Traits distingués, costume et cravate jaune, l’avocat nous reçoit dans les locaux de l’association SOS Chrétiens d’Orient, qui l’a invité pour étudier des projets de défense des minorités au Pakistan. D’une voix douce et un peu traînante, l’ex-ténor du barreau se livre sans retenue sur l’affaire qui lui a coûté son métier, sa position sociale et son pays. Mais pas sa dignité. Saiful Malook reste toutefois prudent dès lors qu’on aborde la question du gouvernement pakistanais.C’est qu’après l’acquittement d’Asia Bibi, le Premier ministre Imran Khan a semblé composer avec les islamistes, accédant à leur demande de faire examiner par la justice une pétition contre la libération de la chrétienne. Si le gouvernement pakistanais a depuis réprimé les extrémistes, Asia Bibi n’a toujours pas pu quitter le Pakistan. Pourtant une question de vie ou de mort, comme pour son avocat.

Paris Match. Quelle est la situation d’Asia Bibi actuellement?
Saiful Malook. Elle est toujours à Islamabad, avec son mari, dans un lieu tenu secret et protégée par les autorités pakistanaises. Comme vous le savez, plusieurs religieux ont appelé à son assassinat après la décision de la Cour suprême de l’acquitter. Ses deux filles sont avec la première femme de son mari, à Lahore.

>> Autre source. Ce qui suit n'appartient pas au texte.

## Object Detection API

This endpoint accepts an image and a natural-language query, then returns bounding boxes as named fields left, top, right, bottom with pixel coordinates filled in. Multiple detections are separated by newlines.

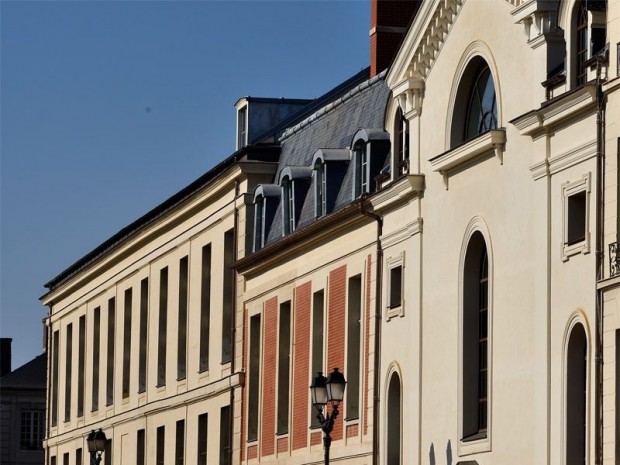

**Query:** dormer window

left=314, top=160, right=327, bottom=218
left=282, top=177, right=295, bottom=234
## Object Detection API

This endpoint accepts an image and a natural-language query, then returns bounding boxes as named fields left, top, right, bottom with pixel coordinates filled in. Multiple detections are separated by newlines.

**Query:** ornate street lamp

left=86, top=428, right=107, bottom=465
left=310, top=368, right=347, bottom=465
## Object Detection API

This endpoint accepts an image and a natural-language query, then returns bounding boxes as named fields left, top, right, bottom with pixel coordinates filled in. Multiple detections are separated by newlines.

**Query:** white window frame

left=560, top=172, right=592, bottom=262
left=385, top=251, right=405, bottom=321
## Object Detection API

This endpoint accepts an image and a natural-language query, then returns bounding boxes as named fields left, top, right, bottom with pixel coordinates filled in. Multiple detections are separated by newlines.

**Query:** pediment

left=386, top=0, right=524, bottom=89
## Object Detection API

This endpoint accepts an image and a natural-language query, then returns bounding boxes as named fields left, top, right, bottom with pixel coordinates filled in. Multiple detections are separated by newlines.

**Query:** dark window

left=91, top=307, right=101, bottom=412
left=248, top=315, right=261, bottom=441
left=136, top=429, right=146, bottom=465
left=310, top=290, right=325, bottom=428
left=389, top=265, right=403, bottom=308
left=463, top=232, right=489, bottom=440
left=345, top=275, right=362, bottom=419
left=77, top=315, right=86, bottom=417
left=52, top=331, right=60, bottom=426
left=65, top=323, right=73, bottom=421
left=277, top=302, right=291, bottom=434
left=174, top=420, right=185, bottom=465
left=198, top=413, right=209, bottom=465
left=155, top=426, right=166, bottom=465
left=386, top=373, right=402, bottom=465
left=198, top=244, right=211, bottom=372
left=157, top=267, right=168, bottom=387
left=465, top=65, right=497, bottom=140
left=220, top=405, right=232, bottom=465
left=123, top=288, right=133, bottom=399
left=106, top=297, right=116, bottom=405
left=177, top=257, right=189, bottom=379
left=138, top=278, right=149, bottom=392
left=565, top=324, right=588, bottom=465
left=566, top=191, right=586, bottom=245
left=20, top=410, right=45, bottom=449
left=222, top=229, right=235, bottom=363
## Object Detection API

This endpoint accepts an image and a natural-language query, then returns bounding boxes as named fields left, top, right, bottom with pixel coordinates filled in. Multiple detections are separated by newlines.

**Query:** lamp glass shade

Quels pays seraient susceptibles de lui accorder l’asile ainsi qu’à sa famille?
Plusieurs états se sont dit prêts à examiner sa demande, comme l’Allemagne, les Pays-Bas, la France. Selon mes informations, il y a de bonnes chances qu’elle aille au Canada.

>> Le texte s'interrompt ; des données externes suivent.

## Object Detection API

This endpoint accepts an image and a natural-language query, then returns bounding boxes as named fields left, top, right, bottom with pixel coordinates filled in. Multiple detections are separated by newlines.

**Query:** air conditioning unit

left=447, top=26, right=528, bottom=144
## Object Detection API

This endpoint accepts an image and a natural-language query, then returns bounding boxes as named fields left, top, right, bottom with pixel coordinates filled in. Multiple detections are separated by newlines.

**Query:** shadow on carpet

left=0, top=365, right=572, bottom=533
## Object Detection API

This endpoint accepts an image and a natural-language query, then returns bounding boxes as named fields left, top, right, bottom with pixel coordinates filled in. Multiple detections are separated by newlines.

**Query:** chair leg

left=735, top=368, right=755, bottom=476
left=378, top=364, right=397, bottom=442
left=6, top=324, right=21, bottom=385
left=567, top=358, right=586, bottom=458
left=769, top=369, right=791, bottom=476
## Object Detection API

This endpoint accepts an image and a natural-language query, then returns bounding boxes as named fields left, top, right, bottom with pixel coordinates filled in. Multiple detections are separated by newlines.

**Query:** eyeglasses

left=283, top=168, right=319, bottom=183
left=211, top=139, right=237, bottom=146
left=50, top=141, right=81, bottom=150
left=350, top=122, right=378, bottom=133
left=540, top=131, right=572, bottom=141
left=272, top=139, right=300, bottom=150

La Grande-Bretagne, en revanche, n’a pas montré beaucoup d’empressement…
J’en ai discuté avec un député européen britannique du parti conservateur, qui m’a répondu : « Nous n’avons pas besoin d’un deuxième Salman Rushdie, qui nous a coûté des millions pour assurer sa sécurité « . C’est très décevant. Sur ce genre d’affaire, les états ne devraient pas raisonner en termes de coût mais en termes moraux.

Où sera-t-elle le plus en sécurité, selon vous?
Dans n’importe quel pays développé en Occident. Vous savez, c’est une femme sans instruction, qui habitait dans un petit village au milieu de nulle part. Elle n’aspire qu’à pouvoir vivre une existence normale avec sa famille. Finalement, la problématique sécuritaire se posera peut-être davantage pour moi, puisque je serai amené à témoigner ou à m’exprimer publiquement ici et là.

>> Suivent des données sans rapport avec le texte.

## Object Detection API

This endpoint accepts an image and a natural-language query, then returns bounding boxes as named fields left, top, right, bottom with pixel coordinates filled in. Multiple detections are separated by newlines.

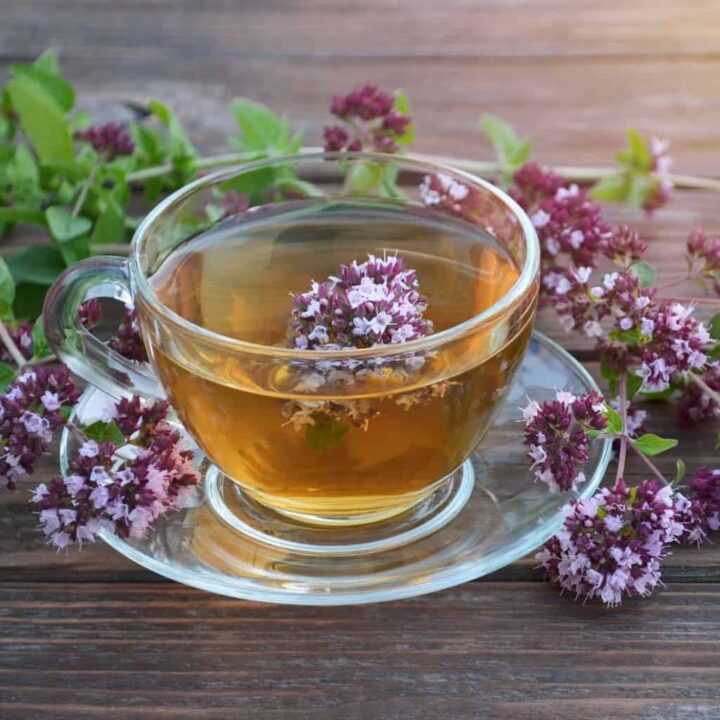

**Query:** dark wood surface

left=0, top=0, right=720, bottom=720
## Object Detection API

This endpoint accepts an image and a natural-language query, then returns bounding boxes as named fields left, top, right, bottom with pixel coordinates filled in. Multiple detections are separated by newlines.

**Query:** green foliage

left=393, top=90, right=415, bottom=147
left=630, top=260, right=657, bottom=287
left=90, top=201, right=125, bottom=245
left=708, top=313, right=720, bottom=340
left=672, top=460, right=686, bottom=485
left=83, top=420, right=126, bottom=445
left=0, top=257, right=15, bottom=320
left=8, top=245, right=65, bottom=285
left=33, top=315, right=53, bottom=360
left=305, top=412, right=349, bottom=453
left=605, top=405, right=623, bottom=435
left=148, top=100, right=197, bottom=182
left=0, top=362, right=15, bottom=392
left=590, top=128, right=660, bottom=208
left=230, top=97, right=302, bottom=157
left=480, top=113, right=532, bottom=181
left=632, top=433, right=678, bottom=456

Mais Asia Bibi doit avoir l’autorisation des autorités pakistanaises pour quitter le pays, non?
Le Pakistan n’a aucun droit de l’empêcher de partir. Après la décision de la Cour suprême en sa faveur, elle est officiellement libre. Mais il lui faut d’abord solliciter un visa au titre de l’asile. C’est probablement une question de jours, désormais.

Quand l’avez-vous vue pour la dernière fois?
Le 10 octobre, dans sa prison de Multan. 3 semaines avant son acquittement.

Comment était-elle?
Très joyeuse, sereine, en forme. C’est une femme très forte. Alors qu’elle a passé neuf ans dans une cellule de la taille de cette pièce (environ 5 m2, ndlr), avec ses surveillants pour seul contact. C’est le régime de mise pour les condamnés à mort. Mais même après son procès perdu en appel, on aurait dit qu’elle gardait espoir. Je pense que c’est dû à sa forte personnalité et aussi, sans doute, à sa foi. Deux jours avant son audience à la Cour suprême, elle avait fait un rêve dans lequel les portes de la prison s’ouvraient. «Ce n’était pas un rêve, c’était un message de Jésus-Christ», m’a-t-elle assuré.

Que pensez-vous de l’arrestation récente de nombreux chefs et militants du TLP (Tehreek-e-Labbaik Pakistan, parti islamiste radical qui a organisé des manifestations massives suite à l’acquittement d’Asia Bibi et appelé au meurtre de ses juges et défenseurs, ndlr)?
C’est une très bonne chose pour le Pakistan mais aussi pour le monde. Ce sont les mêmes genres de personne, talibans ou terroristes de l’État islamique, que les Américains ont combattu en Afghanistan. Ils ne représentent qu’un petit groupe au sein de la société pakistanaise mais comme ils n’avaient jusqu’à présent jamais eu à craindre la main de fer du pouvoir, ils se croyaient autorisés à tout. Y compris à défier l’autorité de l’état et ses serviteurs.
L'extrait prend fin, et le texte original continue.